Aversa, chiesa del Seggio a rischio crollo: i francescani destinati al trasloco

di Antonio Arduino

Aversa – A meno di sorprese dell’ultima ora i francescani che vivono nel convento di Sant’Antonio da Padova lasceranno la città. Dopo circa 900 anni di vita il convento, fondato nel 1230, resterà vuoto e la chiesa sarà chiusa al culto definitivamente. A determinare quello che per Aversa sarebbe un grosso danno per il valore storico, architettonico ed artistico del complesso che è stato il primo al mondo dedicato al santo di Padova, essendo stato fondato un anno prima della sua morte e dedicato originariamente a Sant’Antonio Abate per poi essere intitolato a Sant’Antonio da Padova, sono state le lesioni, accertate dai vigili del fuoco del comando provinciale di Caserta, che mettono a rischio la stabilità del complesso, al punto che i frati stessi lo hanno dichiarato inagibile e chiuso al pubblico lo scorso 12 novembre.

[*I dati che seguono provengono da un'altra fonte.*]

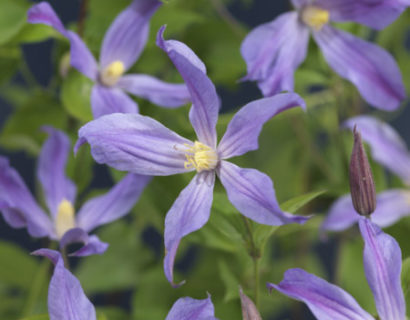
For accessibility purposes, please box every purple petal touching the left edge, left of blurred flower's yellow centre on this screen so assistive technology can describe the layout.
[0,157,53,237]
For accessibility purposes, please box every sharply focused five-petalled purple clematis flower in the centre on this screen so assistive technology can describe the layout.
[76,27,308,282]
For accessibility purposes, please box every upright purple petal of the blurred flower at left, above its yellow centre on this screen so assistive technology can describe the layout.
[37,127,76,217]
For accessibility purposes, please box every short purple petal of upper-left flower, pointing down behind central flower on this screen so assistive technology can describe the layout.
[91,84,138,119]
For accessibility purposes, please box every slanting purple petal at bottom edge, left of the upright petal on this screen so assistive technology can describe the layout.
[267,269,374,320]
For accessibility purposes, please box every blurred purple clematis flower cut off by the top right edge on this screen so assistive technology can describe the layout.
[241,0,410,111]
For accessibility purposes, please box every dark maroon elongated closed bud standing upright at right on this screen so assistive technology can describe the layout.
[350,126,376,216]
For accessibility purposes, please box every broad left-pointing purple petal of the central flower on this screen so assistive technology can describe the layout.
[75,113,192,176]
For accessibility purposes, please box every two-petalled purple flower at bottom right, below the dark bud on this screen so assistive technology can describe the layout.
[267,217,406,320]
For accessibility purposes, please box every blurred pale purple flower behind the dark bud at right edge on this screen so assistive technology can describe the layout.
[321,116,410,231]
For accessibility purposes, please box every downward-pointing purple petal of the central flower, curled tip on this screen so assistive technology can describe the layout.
[164,171,215,287]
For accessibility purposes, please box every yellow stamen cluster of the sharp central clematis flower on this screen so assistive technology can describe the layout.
[184,141,219,172]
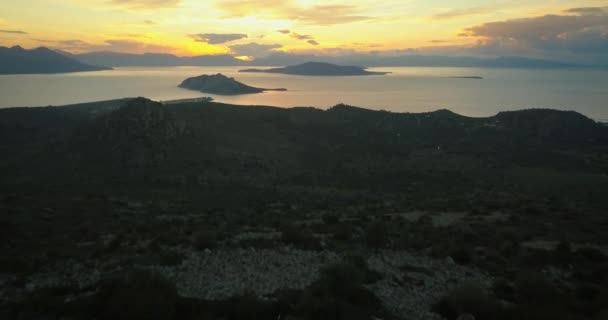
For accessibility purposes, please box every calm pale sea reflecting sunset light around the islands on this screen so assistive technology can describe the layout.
[0,67,608,120]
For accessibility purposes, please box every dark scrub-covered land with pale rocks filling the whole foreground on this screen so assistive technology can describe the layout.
[0,98,608,320]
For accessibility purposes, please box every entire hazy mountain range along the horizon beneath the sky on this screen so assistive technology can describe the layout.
[0,46,590,74]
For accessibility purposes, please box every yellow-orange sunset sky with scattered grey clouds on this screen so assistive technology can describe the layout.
[0,0,608,63]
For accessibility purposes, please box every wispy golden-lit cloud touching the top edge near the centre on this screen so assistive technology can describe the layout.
[216,0,371,25]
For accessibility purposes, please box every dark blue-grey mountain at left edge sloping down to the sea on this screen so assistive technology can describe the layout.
[0,46,110,74]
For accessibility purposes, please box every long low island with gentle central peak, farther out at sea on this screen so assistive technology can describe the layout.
[239,62,390,76]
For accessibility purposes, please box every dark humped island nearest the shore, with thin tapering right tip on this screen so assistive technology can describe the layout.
[178,73,287,96]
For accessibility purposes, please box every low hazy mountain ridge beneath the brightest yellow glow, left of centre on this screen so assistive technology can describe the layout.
[72,52,246,67]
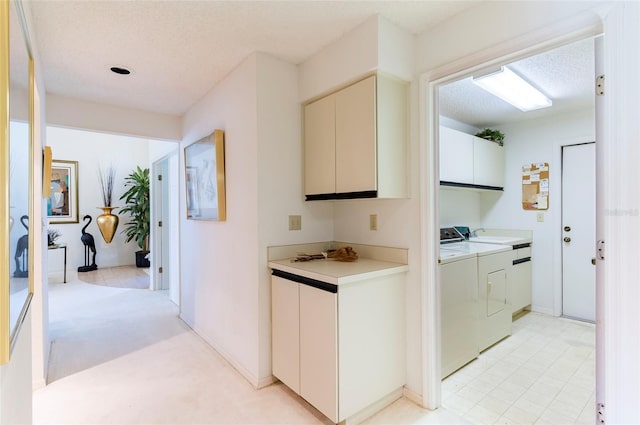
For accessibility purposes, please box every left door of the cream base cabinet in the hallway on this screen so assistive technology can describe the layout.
[271,276,300,394]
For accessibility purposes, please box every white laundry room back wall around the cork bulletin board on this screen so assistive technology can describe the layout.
[481,108,595,315]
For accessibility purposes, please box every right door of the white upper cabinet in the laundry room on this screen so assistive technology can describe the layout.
[473,136,504,187]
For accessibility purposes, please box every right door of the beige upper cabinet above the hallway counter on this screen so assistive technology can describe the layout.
[335,77,377,193]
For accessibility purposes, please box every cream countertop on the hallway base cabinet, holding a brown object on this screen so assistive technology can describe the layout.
[269,258,409,286]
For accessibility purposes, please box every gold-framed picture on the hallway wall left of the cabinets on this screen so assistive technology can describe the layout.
[184,130,227,221]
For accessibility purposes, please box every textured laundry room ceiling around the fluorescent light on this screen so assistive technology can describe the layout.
[439,39,595,128]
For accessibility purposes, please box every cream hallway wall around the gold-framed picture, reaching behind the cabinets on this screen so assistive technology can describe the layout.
[180,53,333,386]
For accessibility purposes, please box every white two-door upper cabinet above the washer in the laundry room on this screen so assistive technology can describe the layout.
[439,126,504,190]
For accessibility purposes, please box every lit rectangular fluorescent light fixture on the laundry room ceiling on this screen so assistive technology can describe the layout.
[473,66,552,112]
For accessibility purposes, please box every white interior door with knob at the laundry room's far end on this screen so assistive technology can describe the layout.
[561,143,596,322]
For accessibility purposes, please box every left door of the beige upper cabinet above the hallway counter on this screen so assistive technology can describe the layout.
[304,95,336,195]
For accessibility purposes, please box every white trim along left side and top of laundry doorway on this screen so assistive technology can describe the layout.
[418,12,602,409]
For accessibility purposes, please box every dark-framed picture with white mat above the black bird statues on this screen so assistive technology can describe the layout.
[47,159,78,224]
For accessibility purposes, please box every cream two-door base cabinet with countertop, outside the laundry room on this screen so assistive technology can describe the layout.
[269,259,407,423]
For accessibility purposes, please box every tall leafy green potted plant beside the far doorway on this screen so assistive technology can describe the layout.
[119,166,151,267]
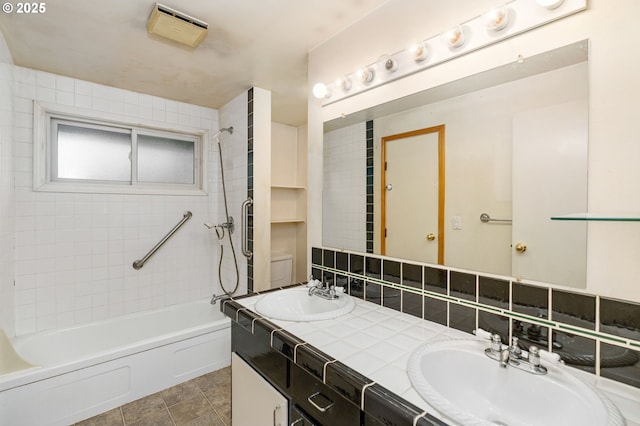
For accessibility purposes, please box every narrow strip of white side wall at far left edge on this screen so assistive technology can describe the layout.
[0,33,15,336]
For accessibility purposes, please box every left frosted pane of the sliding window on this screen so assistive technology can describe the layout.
[51,122,131,182]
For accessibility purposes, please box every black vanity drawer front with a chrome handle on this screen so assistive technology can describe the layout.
[291,364,360,426]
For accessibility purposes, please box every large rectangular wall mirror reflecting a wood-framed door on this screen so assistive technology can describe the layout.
[323,41,588,288]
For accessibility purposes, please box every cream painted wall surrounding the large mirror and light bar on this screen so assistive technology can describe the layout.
[308,0,640,301]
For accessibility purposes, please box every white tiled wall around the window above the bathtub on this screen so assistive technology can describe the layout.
[9,67,225,335]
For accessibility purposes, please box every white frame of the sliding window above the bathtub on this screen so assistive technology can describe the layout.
[33,101,209,195]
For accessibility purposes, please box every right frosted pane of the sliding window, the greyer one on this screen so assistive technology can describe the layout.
[137,134,195,184]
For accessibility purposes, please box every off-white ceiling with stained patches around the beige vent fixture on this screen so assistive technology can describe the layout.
[0,0,387,126]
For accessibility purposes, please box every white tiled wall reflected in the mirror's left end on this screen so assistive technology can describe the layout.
[322,122,367,252]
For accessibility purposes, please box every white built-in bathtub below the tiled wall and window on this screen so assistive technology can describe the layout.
[0,299,231,426]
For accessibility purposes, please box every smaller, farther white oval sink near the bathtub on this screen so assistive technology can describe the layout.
[254,287,356,321]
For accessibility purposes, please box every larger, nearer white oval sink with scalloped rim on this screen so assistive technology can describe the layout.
[407,340,625,426]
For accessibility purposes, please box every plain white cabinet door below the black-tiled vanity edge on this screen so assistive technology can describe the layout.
[231,353,289,426]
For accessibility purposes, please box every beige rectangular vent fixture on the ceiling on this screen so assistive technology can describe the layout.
[147,3,209,47]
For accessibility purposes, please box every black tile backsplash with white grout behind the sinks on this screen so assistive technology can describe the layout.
[311,247,640,388]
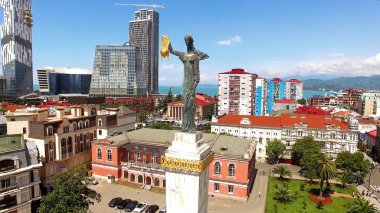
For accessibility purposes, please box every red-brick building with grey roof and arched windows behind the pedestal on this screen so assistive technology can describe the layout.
[92,128,255,200]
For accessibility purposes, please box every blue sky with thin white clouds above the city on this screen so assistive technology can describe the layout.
[0,0,380,86]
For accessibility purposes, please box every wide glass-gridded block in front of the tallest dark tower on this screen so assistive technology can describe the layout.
[90,44,146,98]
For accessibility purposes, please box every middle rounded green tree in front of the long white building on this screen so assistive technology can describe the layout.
[292,136,321,162]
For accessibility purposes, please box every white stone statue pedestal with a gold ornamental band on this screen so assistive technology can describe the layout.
[162,132,214,213]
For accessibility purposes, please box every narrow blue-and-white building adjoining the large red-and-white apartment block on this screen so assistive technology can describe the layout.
[253,76,267,115]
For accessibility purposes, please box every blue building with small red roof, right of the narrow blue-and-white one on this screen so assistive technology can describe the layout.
[267,78,285,115]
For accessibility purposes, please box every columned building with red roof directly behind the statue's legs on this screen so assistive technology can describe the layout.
[164,93,217,123]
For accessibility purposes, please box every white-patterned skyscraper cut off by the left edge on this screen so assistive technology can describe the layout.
[0,0,33,96]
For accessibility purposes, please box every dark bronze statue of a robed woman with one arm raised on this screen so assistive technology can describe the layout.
[163,35,208,132]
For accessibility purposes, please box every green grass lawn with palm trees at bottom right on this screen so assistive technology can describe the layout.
[265,177,357,213]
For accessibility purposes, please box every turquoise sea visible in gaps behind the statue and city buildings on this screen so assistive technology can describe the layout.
[158,84,335,99]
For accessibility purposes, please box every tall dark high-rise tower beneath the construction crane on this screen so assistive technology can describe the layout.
[129,9,159,93]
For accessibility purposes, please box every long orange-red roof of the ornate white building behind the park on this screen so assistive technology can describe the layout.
[217,114,349,130]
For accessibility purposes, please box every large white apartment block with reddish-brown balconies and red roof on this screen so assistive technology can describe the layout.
[218,69,255,115]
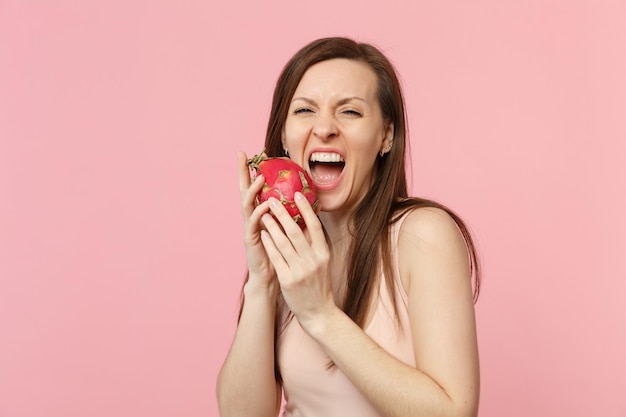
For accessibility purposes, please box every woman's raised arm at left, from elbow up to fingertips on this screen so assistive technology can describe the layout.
[217,152,281,417]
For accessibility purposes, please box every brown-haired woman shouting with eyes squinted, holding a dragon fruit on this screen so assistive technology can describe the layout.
[217,38,479,417]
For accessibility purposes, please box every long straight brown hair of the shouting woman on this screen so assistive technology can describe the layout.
[265,37,480,327]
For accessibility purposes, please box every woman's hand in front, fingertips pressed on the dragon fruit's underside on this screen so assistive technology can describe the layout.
[261,193,336,331]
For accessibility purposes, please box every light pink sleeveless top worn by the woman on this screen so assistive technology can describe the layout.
[277,216,415,417]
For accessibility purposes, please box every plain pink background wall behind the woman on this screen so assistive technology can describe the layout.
[0,0,626,417]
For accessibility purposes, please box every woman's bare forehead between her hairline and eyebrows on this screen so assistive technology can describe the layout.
[295,58,378,100]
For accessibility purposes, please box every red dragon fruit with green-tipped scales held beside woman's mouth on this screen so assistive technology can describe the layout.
[248,152,319,229]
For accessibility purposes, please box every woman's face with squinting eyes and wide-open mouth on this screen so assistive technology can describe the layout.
[282,59,393,212]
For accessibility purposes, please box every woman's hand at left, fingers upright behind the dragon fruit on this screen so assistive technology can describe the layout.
[239,151,276,285]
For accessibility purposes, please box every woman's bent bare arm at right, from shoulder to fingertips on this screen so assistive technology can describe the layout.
[263,198,479,417]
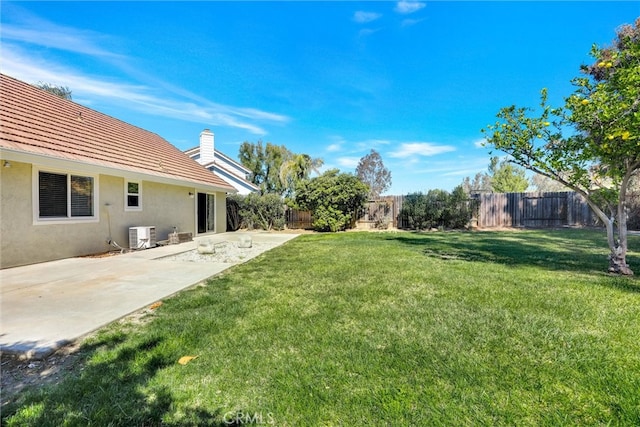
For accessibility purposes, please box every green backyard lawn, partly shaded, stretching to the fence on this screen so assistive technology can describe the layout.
[2,230,640,426]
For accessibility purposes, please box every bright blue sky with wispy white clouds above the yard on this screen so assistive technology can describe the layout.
[0,1,640,194]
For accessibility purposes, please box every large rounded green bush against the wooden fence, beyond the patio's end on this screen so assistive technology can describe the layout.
[295,169,369,232]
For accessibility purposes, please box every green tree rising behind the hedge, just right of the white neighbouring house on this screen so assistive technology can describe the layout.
[238,141,293,195]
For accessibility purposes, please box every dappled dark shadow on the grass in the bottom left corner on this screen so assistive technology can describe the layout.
[2,318,239,427]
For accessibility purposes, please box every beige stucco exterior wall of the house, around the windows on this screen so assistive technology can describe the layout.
[0,161,226,268]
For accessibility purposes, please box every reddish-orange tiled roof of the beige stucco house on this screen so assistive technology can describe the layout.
[0,74,236,192]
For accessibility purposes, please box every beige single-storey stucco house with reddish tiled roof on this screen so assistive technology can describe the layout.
[0,74,236,268]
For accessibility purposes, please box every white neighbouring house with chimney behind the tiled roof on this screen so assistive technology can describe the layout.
[185,129,260,194]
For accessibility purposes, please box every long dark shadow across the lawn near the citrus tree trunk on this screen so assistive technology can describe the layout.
[387,230,640,292]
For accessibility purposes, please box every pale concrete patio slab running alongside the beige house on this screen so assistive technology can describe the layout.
[0,232,297,358]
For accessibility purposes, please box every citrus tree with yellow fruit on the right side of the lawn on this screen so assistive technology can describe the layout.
[483,18,640,275]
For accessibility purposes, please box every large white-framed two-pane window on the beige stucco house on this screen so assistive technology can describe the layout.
[37,171,96,220]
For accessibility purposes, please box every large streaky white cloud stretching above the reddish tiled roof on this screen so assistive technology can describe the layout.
[0,6,290,135]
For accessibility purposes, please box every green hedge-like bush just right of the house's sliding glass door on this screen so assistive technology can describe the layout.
[229,193,286,230]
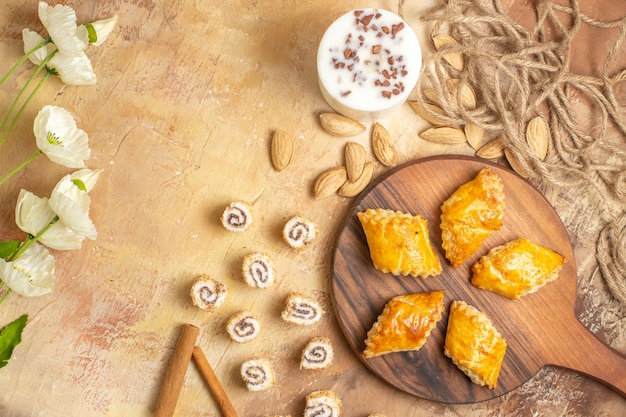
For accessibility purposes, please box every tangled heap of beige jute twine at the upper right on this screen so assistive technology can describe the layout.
[398,0,626,305]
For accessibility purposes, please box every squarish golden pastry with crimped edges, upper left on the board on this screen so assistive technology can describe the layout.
[357,208,441,278]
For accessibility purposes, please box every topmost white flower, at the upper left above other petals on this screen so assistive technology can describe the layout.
[39,1,87,55]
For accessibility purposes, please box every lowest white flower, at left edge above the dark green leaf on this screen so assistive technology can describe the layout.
[0,242,55,297]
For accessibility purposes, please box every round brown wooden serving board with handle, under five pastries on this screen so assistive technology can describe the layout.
[331,156,626,403]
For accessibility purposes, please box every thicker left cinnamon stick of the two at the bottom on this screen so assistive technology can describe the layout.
[154,324,200,417]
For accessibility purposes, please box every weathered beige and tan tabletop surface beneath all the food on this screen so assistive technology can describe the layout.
[0,0,626,417]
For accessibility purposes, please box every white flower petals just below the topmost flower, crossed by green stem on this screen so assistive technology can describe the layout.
[22,29,96,85]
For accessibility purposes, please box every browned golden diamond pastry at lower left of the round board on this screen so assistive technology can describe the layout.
[363,291,444,358]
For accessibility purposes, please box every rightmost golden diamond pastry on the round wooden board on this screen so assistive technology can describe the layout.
[472,238,565,300]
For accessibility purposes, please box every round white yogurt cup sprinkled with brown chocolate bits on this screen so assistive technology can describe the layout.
[317,8,422,121]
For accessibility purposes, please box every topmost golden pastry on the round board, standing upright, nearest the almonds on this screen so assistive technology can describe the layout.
[441,167,504,268]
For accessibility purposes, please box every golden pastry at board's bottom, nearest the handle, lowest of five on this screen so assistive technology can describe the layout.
[444,301,506,389]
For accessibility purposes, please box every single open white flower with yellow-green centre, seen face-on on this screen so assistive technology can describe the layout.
[33,106,91,168]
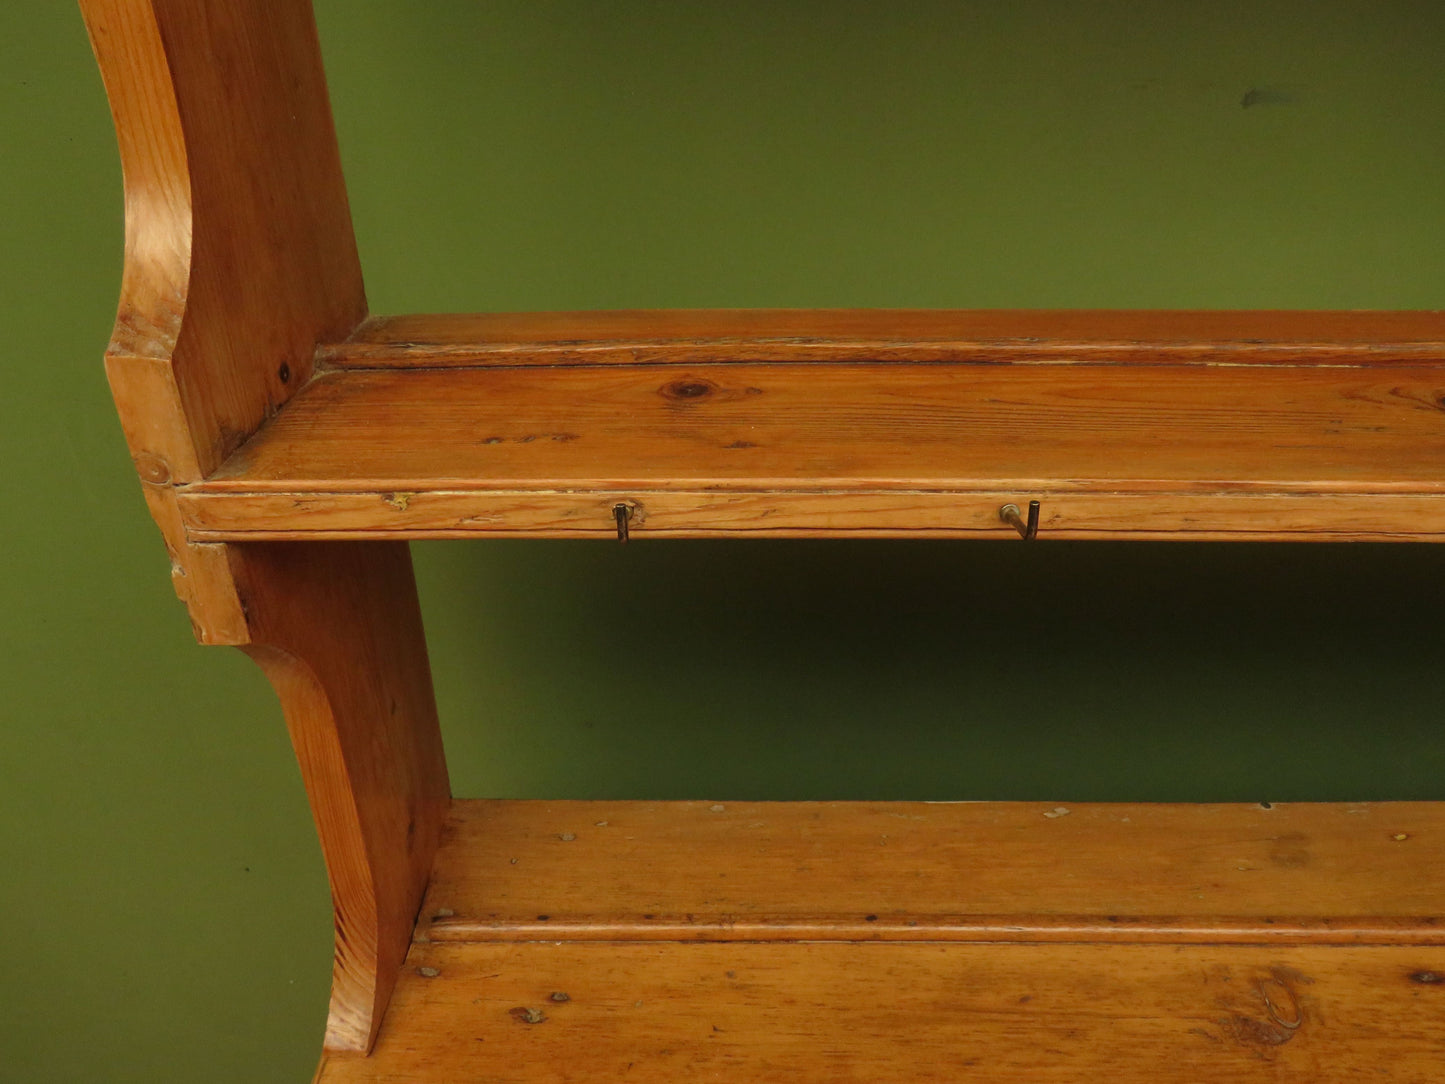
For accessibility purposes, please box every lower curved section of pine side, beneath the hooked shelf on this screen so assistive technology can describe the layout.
[228,542,449,1051]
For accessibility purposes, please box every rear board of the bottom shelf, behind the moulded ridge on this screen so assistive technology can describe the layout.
[418,801,1445,944]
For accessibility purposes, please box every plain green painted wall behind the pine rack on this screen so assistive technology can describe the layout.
[0,0,1445,1084]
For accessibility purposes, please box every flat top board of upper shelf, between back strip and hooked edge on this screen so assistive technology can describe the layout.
[197,363,1445,491]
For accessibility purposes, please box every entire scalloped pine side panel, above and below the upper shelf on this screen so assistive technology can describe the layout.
[81,0,413,1048]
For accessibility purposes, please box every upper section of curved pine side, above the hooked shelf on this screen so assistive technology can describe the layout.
[81,0,366,481]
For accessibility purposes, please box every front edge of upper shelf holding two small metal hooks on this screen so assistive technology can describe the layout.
[178,483,1445,542]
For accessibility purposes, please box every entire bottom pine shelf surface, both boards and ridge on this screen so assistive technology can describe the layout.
[318,802,1445,1084]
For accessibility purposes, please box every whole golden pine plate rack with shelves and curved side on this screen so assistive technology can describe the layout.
[81,0,1445,1084]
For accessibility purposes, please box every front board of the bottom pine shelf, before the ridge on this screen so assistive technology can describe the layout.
[318,942,1445,1084]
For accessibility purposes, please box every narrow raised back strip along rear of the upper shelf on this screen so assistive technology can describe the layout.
[322,309,1445,367]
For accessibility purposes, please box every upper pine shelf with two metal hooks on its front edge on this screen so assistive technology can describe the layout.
[181,314,1445,541]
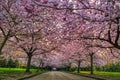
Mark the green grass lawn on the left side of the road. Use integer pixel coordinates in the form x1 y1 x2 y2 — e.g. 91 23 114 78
0 68 42 80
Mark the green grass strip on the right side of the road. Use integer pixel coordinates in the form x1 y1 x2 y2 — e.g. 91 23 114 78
74 71 120 80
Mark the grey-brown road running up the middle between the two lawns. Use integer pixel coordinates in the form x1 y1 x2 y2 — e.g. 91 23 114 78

Una scelta dolorosa per i francescani che non vorrebbero lasciare convento e chiesa e restare ad Avesa per dare continuità alla loro missione e non abbandonare la comunità creata in questi anni. Ma, per farlo, avrebbero necessità di una sede alternativa, almeno fino a quando il Fondo Edifici di Culto del Ministero dell’Interno, proprietario dell’immobile, non deciderà d’intervenire per effettuare i lavori necessari alla messa in sicurezza ed all’eventuale restauro.

Aspettando che il Ministero decida d’intervenire, che lo faccia anche la Soprintendenza ai beni culturali, sotto la cui tutela è il complesso, e che la politica locale solleciti questi interventi, nella vicenda è intervenuto il vescovo della Diocesi Angelo Spinillo offrendo ai frati la chiesa di San Girolamo e gli appartamenti necessari ad ospitare i francescani che li occuperebbero gratuitamente. Una soluzione che, per i frati, sarebbe difficile da perseguire per una serie di motivi, cosicché non avrebbero alternative ed il complesso potrebbe restare chiuso definitivamente.

Per Aversa, che si definisce città d’arte, sarebbe una perdita gravissima. A questa potrebbero aggiungersi i danni, oggi non valutabili, prodotti dal crollo di tutto o parte del complesso se la presenza di una grossa massa d’acqua nel sottosuolo, verificata da una perizia fatta anche dall’amministrazione comunale, ne avesse davvero minato le fondamenta.